Les troupes irakiennes rencontrent une résistance acharnée des djihadistes, retranchés dans le dédale de ruelles de la vieille ville.

Par  (Mossoul, Irak, envoyée spéciale)

Publié le 22 juin 2017 à 06h48, modifié le 22 juin 2017 à 15h22

Temps de Lecture 4 min.

Un emblème historique est parti en fumée : la mosquée Al-Nouri, du XIIe siècle, avec son célèbre minaret incliné, a été détruite, mercredi 21 juin au soir, à Mossoul. Les forces antiterroristes irakiennes venaient d’atteindre le dernier immeuble faisant face à la mosquée, au cœur de la vieille ville. Une rue – cinquante petits mètres – les séparait du site où le « calife » autoproclamé de l’organisation Etat islamique (EI), Abou Bakr Al-Baghdadi, avait fait son unique apparition publique le 4 juillet 2014.

Guerre de communiqués

Les généraux et les commandants irakiens étaient réunis pour préparer cette bataille tant attendue depuis le début des combats, fin 2016, dans la grande métropole du nord de l’Irak. Elle devait marquer l’effondrement symbolique du califat de l’EI. La nouvelle leur est parvenue peu après 22 heures. Les images, prises par un drone de la coalition, sont sans appel : la mosquée, avec son célèbre minaret, surnommé « Al-Hadba » (« la bossue ») par les Mossouliotes, a été réduite en poussière. L’édifice et son voisinage ont été littéralement rasés, ce qui suggère le déclenchement – voulu ou accidentel – simultané d’explosifs. Les alertes s’étaient multipliées récemment, qui évoquaient la possibilité que la zone eût été minée.

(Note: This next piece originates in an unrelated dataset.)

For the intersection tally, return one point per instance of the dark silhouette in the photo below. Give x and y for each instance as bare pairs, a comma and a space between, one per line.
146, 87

« Daech a commis un nouveau crime historique en faisant exploser la mosquée Al-Nouri et la Hadba », s’est empressé de communiquer le responsable de l’offensive de Mossoul, le général Abdoulamir Yarallah, devançant les accusations de l’EI. Par la voix de son agence de propagande Aamaq, le groupe djihadiste a imputé la responsabilité de ces destructions à l’aviation américaine. « Cette nouvelle destruction creuse les blessures d’une société déjà affectée par une tragédie humanitaire sans précédent », a commenté jeudi la directrice générale de l’Unesco.

Les responsables de la coalition anti-EI ont dû multiplier les démentis pour tenter de désamorcer une polémique à même de fédérer la colère de millions de musulmans sunnites, au moment même où ils célébraient la nuit du destin, au cours de laquelle, selon la tradition, l’ange Gabriel a révélé le Coran au prophète Mahomet.

« Nous n’avons pas conduit de frappes dans cette zone à ce moment-là », a expliqué le colonel Ryan Dillon, porte-parole de la coalition. « Je peux vous assurer que ce n’est pas une frappe. La mosquée Al-Nouri fait partie des sites désignés par le premier ministre irakien comme ne pouvant pas être ciblés. Même si quinze combattants de Daech s’y trouvent, nous ne pouvons pas opérer sur ce secteur », a abondé auprès du Monde une source au sein de la coalition.

Réactions indignées

Les images de la mosquée détruite ont fait le tour de la Toile, suscitant des réactions indignées. « Elle a traversé toutes les guerres et toutes les invasions, pour être détruite par l’EI… L’EI a tout simplement détruit Mossoul aujourd’hui », a réagi sur Twitter le blogueur anonyme Mosul Eye, un historien mossouliote indépendant.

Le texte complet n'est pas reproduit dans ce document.